L’imprenditore francese Vincent Bolloré è stato rinviato a giudizio in Francia per reati di corruzione in Togo e in Guinea

Vincent Bolloré a Parigi, Francia, 13 marzo 2024 (AP Photo/Thibault Camus)
Vincent Bolloré a Parigi, Francia, 13 marzo 2024 (AP Photo/Thibault Camus)

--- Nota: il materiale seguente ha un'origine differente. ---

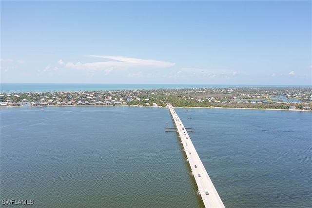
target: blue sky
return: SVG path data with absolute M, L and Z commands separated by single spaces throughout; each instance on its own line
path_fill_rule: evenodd
M 312 85 L 311 1 L 3 1 L 1 82 Z

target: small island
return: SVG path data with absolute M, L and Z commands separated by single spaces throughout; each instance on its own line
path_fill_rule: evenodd
M 311 110 L 312 87 L 192 88 L 1 93 L 1 107 L 136 106 Z

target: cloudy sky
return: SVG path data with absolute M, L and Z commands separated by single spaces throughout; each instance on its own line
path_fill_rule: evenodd
M 1 82 L 312 85 L 311 1 L 1 1 Z

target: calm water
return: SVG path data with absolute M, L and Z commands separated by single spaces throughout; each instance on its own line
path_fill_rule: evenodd
M 1 200 L 203 207 L 168 108 L 44 109 L 1 109 Z M 226 207 L 312 207 L 312 113 L 176 110 Z
M 87 84 L 46 83 L 0 83 L 0 92 L 78 92 L 80 91 L 121 90 L 141 89 L 173 89 L 200 87 L 272 86 L 273 85 L 230 84 Z M 311 85 L 273 85 L 273 86 L 309 86 Z

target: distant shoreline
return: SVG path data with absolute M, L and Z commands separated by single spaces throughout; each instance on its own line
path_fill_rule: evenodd
M 5 108 L 7 107 L 21 107 L 23 105 L 20 106 L 7 106 L 0 107 L 1 108 Z M 44 108 L 46 107 L 157 107 L 157 108 L 168 108 L 167 106 L 141 106 L 138 105 L 118 105 L 116 106 L 113 105 L 48 105 L 45 106 L 38 107 L 38 106 L 31 106 L 31 105 L 28 105 L 28 107 L 36 107 L 37 108 Z M 294 110 L 289 110 L 285 109 L 273 109 L 273 108 L 248 108 L 244 107 L 174 107 L 175 108 L 202 108 L 202 109 L 237 109 L 243 110 L 283 110 L 286 111 L 303 111 L 303 112 L 312 112 L 312 110 L 302 110 L 299 109 L 296 109 Z

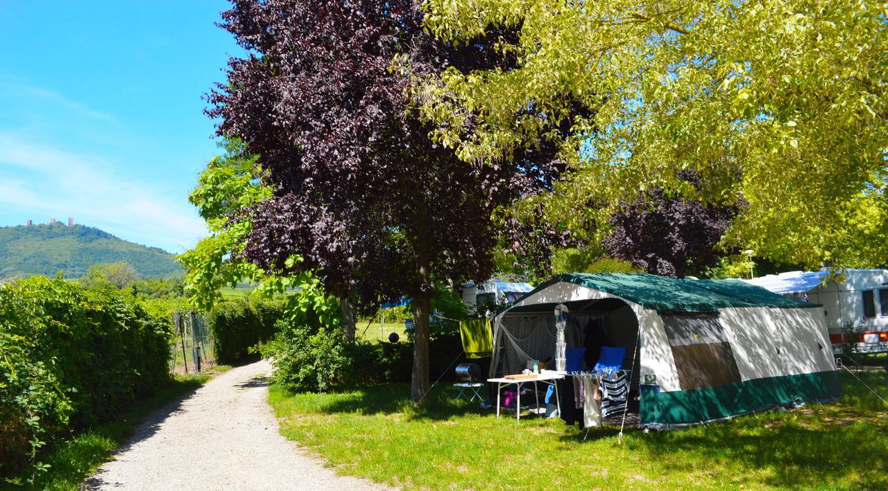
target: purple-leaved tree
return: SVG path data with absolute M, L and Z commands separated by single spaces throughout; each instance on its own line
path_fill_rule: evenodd
M 408 0 L 234 0 L 222 27 L 249 55 L 229 61 L 208 110 L 220 135 L 258 156 L 274 188 L 252 210 L 247 260 L 315 271 L 346 306 L 414 299 L 415 402 L 429 388 L 432 282 L 486 279 L 510 232 L 493 212 L 550 190 L 566 171 L 545 141 L 473 166 L 428 139 L 408 74 L 513 61 L 488 40 L 508 32 L 453 47 L 424 33 L 422 19 Z M 409 70 L 392 69 L 395 57 Z M 302 261 L 287 261 L 293 255 Z
M 737 214 L 736 207 L 707 207 L 667 197 L 659 190 L 611 217 L 603 246 L 612 257 L 648 273 L 684 277 L 715 266 L 716 246 Z

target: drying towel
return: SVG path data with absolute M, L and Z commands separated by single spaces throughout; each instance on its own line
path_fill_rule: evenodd
M 620 371 L 601 378 L 601 414 L 607 417 L 613 414 L 626 412 L 629 398 L 629 378 Z
M 490 331 L 490 319 L 459 323 L 459 335 L 463 338 L 463 351 L 466 358 L 485 358 L 493 354 L 494 336 Z
M 601 394 L 596 377 L 583 378 L 583 426 L 591 428 L 601 425 Z

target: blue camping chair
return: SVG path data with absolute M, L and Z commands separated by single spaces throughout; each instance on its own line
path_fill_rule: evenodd
M 585 347 L 568 347 L 564 350 L 564 369 L 567 371 L 580 371 L 583 370 L 583 357 L 586 355 Z M 549 400 L 551 398 L 552 394 L 555 392 L 555 387 L 549 386 L 546 389 L 545 401 L 546 404 L 549 403 Z
M 622 368 L 622 361 L 626 358 L 626 347 L 601 347 L 601 354 L 595 363 L 592 371 L 614 373 Z

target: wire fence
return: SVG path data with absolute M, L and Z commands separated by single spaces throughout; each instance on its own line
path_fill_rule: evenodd
M 177 310 L 172 315 L 176 330 L 170 373 L 201 373 L 216 366 L 212 333 L 207 329 L 206 315 Z

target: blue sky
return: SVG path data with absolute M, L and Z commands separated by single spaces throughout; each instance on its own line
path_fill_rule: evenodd
M 50 218 L 180 253 L 218 149 L 201 98 L 230 54 L 222 0 L 4 2 L 0 225 Z

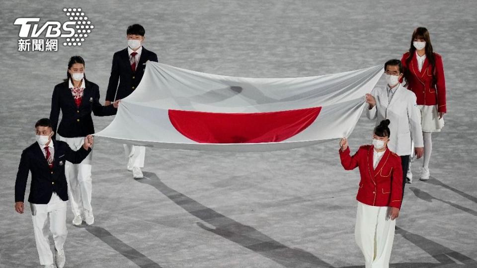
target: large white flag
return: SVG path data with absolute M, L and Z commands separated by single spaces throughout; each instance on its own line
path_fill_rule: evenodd
M 147 63 L 96 136 L 161 148 L 265 151 L 348 136 L 381 66 L 298 78 L 251 78 Z

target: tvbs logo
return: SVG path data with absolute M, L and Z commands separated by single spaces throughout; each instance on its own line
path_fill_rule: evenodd
M 39 29 L 38 24 L 33 24 L 33 30 L 31 31 L 32 24 L 31 22 L 38 22 L 40 18 L 18 18 L 15 20 L 13 24 L 15 25 L 21 25 L 20 28 L 20 33 L 18 36 L 20 37 L 38 37 L 46 30 L 45 37 L 71 37 L 75 35 L 75 21 L 67 21 L 62 25 L 59 21 L 47 21 Z M 68 33 L 62 33 L 61 30 L 68 32 Z M 30 34 L 30 32 L 31 32 Z
M 40 18 L 18 18 L 13 24 L 20 26 L 18 51 L 57 51 L 58 39 L 65 38 L 63 46 L 80 46 L 94 26 L 81 8 L 63 8 L 70 19 L 40 22 Z M 44 35 L 45 39 L 38 38 Z M 57 39 L 55 39 L 57 38 Z

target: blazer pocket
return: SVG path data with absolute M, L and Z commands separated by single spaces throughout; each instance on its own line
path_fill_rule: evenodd
M 380 173 L 380 175 L 381 175 L 381 177 L 389 177 L 391 176 L 391 172 L 392 171 L 393 171 L 393 168 L 391 168 L 391 169 L 390 169 L 389 171 L 386 171 L 386 170 L 383 171 L 383 169 L 381 169 L 381 171 L 380 171 L 379 173 Z M 388 174 L 388 175 L 385 175 L 385 174 Z

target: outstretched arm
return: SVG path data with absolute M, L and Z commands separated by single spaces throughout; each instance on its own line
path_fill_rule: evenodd
M 341 165 L 346 170 L 354 169 L 359 164 L 358 150 L 353 156 L 350 155 L 349 147 L 348 146 L 348 140 L 343 138 L 340 141 L 339 157 L 341 160 Z
M 78 151 L 74 151 L 69 146 L 66 148 L 66 160 L 73 164 L 81 163 L 91 151 L 91 147 L 93 146 L 93 136 L 88 135 L 84 138 L 84 143 L 83 146 Z
M 16 180 L 15 181 L 15 210 L 20 214 L 23 214 L 24 211 L 25 189 L 26 189 L 26 182 L 28 179 L 29 172 L 30 159 L 27 153 L 23 151 L 21 153 L 20 164 L 18 165 L 18 171 L 16 173 Z

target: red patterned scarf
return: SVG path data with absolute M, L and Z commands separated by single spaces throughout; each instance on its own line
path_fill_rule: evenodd
M 77 107 L 79 107 L 83 97 L 83 92 L 84 90 L 84 88 L 72 87 L 70 89 L 71 89 L 71 93 L 73 94 L 73 98 L 75 98 L 75 103 L 76 103 Z

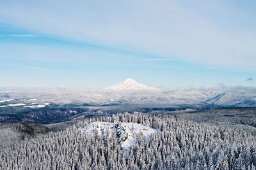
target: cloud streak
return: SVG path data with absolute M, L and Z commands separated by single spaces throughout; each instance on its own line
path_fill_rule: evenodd
M 8 34 L 8 35 L 0 34 L 0 37 L 35 38 L 37 37 L 37 36 L 35 34 Z
M 246 79 L 246 81 L 252 81 L 252 80 L 253 80 L 253 79 L 252 77 Z
M 56 71 L 55 71 L 55 70 L 45 69 L 45 68 L 43 68 L 43 67 L 33 67 L 33 66 L 23 66 L 23 65 L 8 64 L 0 64 L 0 66 L 22 67 L 22 68 L 26 68 L 26 69 L 34 69 L 34 70 L 39 70 L 39 71 L 50 71 L 50 72 L 56 72 Z

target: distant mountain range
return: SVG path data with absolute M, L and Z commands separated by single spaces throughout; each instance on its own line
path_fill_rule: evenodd
M 132 104 L 152 107 L 183 106 L 196 109 L 256 106 L 256 92 L 166 91 L 127 78 L 104 89 L 0 88 L 0 107 L 19 106 L 36 108 L 38 105 L 49 107 L 52 104 L 76 104 L 83 106 Z
M 141 83 L 140 83 L 134 80 L 128 78 L 124 81 L 119 83 L 117 85 L 114 85 L 110 87 L 106 87 L 105 90 L 145 90 L 145 91 L 161 91 L 161 89 L 149 87 Z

Due autorevoli giornali francesi, Le Monde e Mediapart, scrivono che l’imprenditore Vincent Bolloré è stato rinviato a giudizio a Parigi con accuse di corruzione di pubblici ufficiali stranieri. Secondo la procura nel 2010 una società legata a Bolloré, la Euro RSCG (che oggi si chiama Havas), avrebbe fornito consulenze a un prezzo di favore ai candidati presidente di Togo e Guinea, Faure Gnassingbé e Alpha Condé, con lo scopo di ottenere in cambio favori commerciali nei due paesi. Sia Condé sia Gnassingbé vinsero le elezioni nel 2010 dopo aver ricevuto consulenze da Euro RSCG, ed entrambi garantirono al gruppo concessioni per lo sfruttamento dei porti commerciali.

Le accuse contro Bolloré risalgono al 2018, ma nel 2021 lui e altri due manager che lavoravano per le sue aziende, Gilles Alix e Jean-Philippe Dorent, decisero di patteggiare per evitare un processo, accettando una multa da 375mila euro. Il tribunale tuttavia non accettò il patteggiamento e dispose ulteriori indagini. Il processo in cui i tre sono imputati dovrebbe cominciare tra il 7 e il 17 dicembre 2026.

Bolloré ha 73 anni ed è uno degli imprenditori più noti e ricchi di Francia. Iniziò la sua carriera gestendo la cartiera di famiglia, ma negli anni successivi acquisì partecipazioni in aziende di vari settori, dai trasporti alle comunicazioni. Oggi è il principale azionista di Vivendi, una grossa azienda francese del settore delle telecomunicazioni. Ha anche molti interessi industriali in vari paesi africani, dove possiede una vasta rete di infrastrutture tra cui strade, ferrovie, acquedotti, porti e aeroporti.